Accreditation: A key step on the road toward high reliability
The JCI surveyors are the “heart and soul” of JCI
Before Dr. Joel Roos joined Joint Commission International (JCI) as Vice President of International Accreditation, Quality Improvement and Safety two years ago, he served for 30 years in the U.S. Navy, where he spent a lot of time on the receiving end of the Joint Commission surveys. Now that he’s on the other side of the table—observing people getting ready for surveys and conducting analysis—he’s uniquely positioned to share what he knows about the journey toward high reliability. “Hospitals” magazine sat down with Dr. Roos to learn what organizations need to know about the accreditation process.
Does JCI work only with major hospitals and academic medical centers, or can smaller or newer systems achieve accreditation, too?
The size and age of your health system really doesn’t matter. Whether you’re large or small, new, or well established, we’re ready to work with any organization committed to excellence.
While accreditation is an important tool in setting the groundwork for high reliability and zero harm, to achieve it an organization must have a certain level of quality improvement and patient safety standards, infrastructure, skills, and resources in place. In terms of actual types of healthcare organizations, there’s a wide spectrum – Academic Medical Centers, Hospitals, Ambulatory clinics, Home Healthcare organizations, Laboratories, etc..
What advice would you give organizations considering pursuing accreditation?
First, I would urge any organization to seriously consider what’s required to achieve accreditation. After all, it is a commitment of time and money. The results are worth it, though. JCI has also worked hard to create products and tools to support healthcare organizations throughout the accreditation process. JCI Evaluate, for example, is a tool that helps organizations conduct patient safety and quality self-assessments, so they can get a feel for whether they’re truly ready for accreditation right now or need to work on some areas first in order to get there.
When you speak with organizations considering JCI services, what are some of the key points you stress about how they can develop a culture of quality and safety?
A culture of quality and safety is a leadership initiative. Until leadership commits, the rest of the organization will not follow. And it’s more than just a commitment of financial resources. Healthcare systems also need to demonstrate a dedication to improving care for everyone who walks through the door. In fact, as part of the accreditation process, organizations must take a hard look at where their problems are—and have a true desire to fix them. When they learn about things they aren’t doing well, or have a bad outcome, they must ask questions like “What did we learn from this?” and “How do we make it better?”

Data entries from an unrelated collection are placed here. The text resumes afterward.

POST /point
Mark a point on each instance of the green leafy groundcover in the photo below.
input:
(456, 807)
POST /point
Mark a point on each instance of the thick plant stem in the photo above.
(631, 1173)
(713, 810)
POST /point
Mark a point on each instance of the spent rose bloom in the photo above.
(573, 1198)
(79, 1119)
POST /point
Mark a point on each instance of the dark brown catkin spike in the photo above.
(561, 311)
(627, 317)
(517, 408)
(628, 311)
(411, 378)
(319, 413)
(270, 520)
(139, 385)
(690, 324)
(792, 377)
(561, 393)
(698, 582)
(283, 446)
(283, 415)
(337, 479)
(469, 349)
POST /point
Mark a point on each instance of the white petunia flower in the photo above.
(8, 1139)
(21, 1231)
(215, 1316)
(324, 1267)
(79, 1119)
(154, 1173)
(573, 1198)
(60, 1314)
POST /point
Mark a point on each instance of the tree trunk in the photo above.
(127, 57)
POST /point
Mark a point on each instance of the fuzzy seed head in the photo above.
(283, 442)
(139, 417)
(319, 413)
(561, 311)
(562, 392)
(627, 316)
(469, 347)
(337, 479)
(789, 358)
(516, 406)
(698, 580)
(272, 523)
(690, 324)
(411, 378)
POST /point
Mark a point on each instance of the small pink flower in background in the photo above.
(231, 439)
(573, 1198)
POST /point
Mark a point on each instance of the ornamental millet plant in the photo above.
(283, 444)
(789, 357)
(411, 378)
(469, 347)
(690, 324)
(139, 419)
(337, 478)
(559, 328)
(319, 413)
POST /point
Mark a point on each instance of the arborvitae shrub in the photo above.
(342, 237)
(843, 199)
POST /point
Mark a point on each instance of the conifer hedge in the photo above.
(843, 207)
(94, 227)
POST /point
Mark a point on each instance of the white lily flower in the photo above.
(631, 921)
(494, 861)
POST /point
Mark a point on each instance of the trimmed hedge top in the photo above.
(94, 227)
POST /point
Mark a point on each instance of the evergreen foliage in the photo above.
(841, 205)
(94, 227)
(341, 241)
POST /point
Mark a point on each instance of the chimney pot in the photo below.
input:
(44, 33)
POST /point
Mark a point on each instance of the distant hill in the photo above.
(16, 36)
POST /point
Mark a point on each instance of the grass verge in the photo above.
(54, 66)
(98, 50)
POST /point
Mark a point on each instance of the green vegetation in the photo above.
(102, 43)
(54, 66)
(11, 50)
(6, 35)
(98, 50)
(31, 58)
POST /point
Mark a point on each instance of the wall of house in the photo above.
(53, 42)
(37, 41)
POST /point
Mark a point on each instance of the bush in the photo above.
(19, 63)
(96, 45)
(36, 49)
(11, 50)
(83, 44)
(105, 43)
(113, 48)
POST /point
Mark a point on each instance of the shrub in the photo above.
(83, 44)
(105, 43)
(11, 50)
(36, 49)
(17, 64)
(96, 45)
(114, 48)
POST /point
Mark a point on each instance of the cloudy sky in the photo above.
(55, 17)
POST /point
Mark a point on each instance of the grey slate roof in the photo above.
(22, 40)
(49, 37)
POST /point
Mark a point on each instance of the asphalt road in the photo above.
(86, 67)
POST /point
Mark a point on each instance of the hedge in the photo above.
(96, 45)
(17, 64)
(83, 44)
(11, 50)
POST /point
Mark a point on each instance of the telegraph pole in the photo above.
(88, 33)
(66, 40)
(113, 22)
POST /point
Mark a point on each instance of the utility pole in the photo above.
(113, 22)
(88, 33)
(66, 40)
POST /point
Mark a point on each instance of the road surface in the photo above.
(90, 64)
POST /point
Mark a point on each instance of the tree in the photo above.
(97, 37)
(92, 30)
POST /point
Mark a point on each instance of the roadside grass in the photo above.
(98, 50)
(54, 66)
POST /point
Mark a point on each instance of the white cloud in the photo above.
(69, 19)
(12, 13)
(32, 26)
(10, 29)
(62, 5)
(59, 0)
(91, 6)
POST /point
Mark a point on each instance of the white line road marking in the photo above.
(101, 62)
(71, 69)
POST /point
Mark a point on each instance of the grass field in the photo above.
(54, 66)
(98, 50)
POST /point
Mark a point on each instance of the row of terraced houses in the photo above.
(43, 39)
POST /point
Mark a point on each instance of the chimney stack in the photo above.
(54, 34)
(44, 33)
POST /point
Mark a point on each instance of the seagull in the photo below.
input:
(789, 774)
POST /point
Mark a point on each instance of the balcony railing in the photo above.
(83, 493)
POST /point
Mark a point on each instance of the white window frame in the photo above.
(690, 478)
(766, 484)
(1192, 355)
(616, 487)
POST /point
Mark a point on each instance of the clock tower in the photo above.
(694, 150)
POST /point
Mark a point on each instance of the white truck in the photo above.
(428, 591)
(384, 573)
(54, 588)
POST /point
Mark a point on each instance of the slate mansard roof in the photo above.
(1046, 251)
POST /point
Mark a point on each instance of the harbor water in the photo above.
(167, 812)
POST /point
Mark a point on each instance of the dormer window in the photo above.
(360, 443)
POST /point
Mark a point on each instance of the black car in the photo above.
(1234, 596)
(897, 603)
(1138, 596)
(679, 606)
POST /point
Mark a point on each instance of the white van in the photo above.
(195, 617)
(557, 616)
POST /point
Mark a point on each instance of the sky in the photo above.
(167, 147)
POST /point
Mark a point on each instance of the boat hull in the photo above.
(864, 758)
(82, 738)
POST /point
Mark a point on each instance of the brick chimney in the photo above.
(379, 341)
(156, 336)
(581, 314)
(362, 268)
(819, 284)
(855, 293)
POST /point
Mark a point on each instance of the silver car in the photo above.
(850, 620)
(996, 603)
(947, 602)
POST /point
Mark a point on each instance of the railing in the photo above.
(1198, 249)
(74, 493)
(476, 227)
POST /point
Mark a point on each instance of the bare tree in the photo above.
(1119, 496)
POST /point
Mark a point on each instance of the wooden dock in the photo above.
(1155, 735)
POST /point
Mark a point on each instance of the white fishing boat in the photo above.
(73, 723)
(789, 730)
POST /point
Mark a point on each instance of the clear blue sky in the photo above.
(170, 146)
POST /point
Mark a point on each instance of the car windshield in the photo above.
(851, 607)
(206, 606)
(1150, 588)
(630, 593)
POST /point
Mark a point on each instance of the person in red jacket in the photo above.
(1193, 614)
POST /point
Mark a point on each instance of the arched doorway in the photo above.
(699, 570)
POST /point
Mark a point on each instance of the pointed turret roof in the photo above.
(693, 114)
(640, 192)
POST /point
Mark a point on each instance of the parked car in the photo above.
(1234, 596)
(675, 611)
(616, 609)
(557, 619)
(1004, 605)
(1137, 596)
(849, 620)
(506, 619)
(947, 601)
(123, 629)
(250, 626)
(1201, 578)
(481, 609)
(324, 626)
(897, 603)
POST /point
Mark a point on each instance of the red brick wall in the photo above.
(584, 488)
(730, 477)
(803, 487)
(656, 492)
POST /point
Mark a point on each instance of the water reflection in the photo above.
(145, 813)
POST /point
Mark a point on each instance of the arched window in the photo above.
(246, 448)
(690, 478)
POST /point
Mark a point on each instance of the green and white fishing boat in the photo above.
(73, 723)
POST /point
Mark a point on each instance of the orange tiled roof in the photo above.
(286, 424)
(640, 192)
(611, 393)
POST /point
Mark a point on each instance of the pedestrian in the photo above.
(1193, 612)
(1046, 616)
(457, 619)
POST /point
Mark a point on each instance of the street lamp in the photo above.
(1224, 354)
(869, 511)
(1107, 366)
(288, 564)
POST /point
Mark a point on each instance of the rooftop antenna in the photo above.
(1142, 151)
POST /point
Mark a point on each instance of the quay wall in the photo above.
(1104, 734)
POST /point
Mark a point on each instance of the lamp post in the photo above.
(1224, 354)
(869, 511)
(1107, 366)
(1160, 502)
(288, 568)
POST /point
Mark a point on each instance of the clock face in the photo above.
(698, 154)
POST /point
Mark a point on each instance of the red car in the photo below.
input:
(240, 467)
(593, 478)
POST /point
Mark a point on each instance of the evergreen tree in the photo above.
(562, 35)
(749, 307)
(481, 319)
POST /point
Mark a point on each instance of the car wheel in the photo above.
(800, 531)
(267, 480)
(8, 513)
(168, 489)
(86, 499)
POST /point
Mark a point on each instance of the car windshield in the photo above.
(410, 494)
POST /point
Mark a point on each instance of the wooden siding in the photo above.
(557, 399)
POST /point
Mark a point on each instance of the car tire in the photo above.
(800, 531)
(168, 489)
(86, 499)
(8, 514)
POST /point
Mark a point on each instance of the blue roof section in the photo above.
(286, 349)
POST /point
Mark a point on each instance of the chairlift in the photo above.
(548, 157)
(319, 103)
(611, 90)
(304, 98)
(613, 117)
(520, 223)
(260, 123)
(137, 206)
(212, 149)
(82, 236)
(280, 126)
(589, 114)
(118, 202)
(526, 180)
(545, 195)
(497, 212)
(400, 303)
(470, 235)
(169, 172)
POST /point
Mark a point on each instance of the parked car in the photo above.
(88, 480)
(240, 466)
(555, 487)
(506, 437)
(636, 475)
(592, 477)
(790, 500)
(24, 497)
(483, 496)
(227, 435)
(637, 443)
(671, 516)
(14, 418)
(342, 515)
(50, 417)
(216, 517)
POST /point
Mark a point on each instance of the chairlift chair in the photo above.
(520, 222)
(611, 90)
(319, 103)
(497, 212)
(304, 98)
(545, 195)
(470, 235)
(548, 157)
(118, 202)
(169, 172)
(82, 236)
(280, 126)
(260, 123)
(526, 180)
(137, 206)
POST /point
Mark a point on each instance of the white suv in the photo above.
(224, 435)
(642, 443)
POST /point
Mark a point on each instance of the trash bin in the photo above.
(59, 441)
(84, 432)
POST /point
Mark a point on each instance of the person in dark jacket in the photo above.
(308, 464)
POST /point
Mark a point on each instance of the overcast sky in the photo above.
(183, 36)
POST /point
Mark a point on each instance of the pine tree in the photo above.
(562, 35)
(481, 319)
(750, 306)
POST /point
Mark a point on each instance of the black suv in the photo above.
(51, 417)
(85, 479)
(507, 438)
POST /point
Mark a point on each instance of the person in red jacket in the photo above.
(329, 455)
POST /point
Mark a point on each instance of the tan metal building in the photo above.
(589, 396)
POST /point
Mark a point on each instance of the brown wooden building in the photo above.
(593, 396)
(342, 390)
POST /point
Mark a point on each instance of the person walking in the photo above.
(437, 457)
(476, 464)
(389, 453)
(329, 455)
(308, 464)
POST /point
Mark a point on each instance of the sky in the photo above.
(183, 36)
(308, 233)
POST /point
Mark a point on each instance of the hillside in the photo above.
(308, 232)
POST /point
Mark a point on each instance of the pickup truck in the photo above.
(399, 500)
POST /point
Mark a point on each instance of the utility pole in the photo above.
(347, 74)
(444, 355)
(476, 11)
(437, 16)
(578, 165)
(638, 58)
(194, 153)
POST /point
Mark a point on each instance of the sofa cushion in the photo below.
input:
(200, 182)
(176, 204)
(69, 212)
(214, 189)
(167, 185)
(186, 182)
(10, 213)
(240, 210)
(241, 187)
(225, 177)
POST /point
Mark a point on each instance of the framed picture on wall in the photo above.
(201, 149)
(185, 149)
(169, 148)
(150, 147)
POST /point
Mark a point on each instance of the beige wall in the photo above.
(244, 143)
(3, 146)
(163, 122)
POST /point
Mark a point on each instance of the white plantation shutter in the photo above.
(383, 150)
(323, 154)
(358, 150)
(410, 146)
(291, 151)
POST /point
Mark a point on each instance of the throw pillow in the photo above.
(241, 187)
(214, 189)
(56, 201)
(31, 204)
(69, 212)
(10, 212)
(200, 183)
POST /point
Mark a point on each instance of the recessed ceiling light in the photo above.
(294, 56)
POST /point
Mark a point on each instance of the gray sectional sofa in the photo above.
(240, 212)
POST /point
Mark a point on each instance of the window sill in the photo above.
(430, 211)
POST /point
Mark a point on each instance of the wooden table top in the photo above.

Joint Commission International (JCI) standards define the performance expectations, structures and functions that must be in place for a healthcare organization to be accredited by JCI. The survey process is really based on evaluating against these standards, which span across patient-centric and organizational management functions. For example, our standards focus on access to care and continuity of care, anesthesia and surgical care, infection control and prevention, medication management, leadership and governance, information management, and facility management to name a few of the areas. The survey process, itself is a very robust and rigorous process. When a healthcare organization successfully completes the survey, it signals patients and the community it is serving that the organization has undergone an exacting performance assessment and met a robust series of qualifications in patient safety and quality of care, resulting in the Gold Seal of Approval® symbolizing the commitment to excellence. The standards and the processes we use are basically our intellectual property. However, they come to life with the surveyors. The JCI surveyors are the “heart and soul” of JCI, the surveyors come from a variety of backgrounds. We have nurses, physicians, healthcare administrators—all very seasoned people who are dedicated to teaching and improving quality and patient safety. They’re experienced. They’re passionate about what they do. And they bring that passion for improvement, day in and day out, to every healthcare organization they evaluate.
Thank you, Dr. Roos for this insightful discussion. Where can people get more information about JCI and your services?
My pleasure. Thank you for giving me the opportunity to share these perspectives. The JCI website (www.jointcommissioninternational.org) has a wealth of trusted resources, designed to help any health system looking to improve quality of care and patient safety. It’s our hope that the information you need to keep your organization moving toward continuous improvement is just a few clicks away.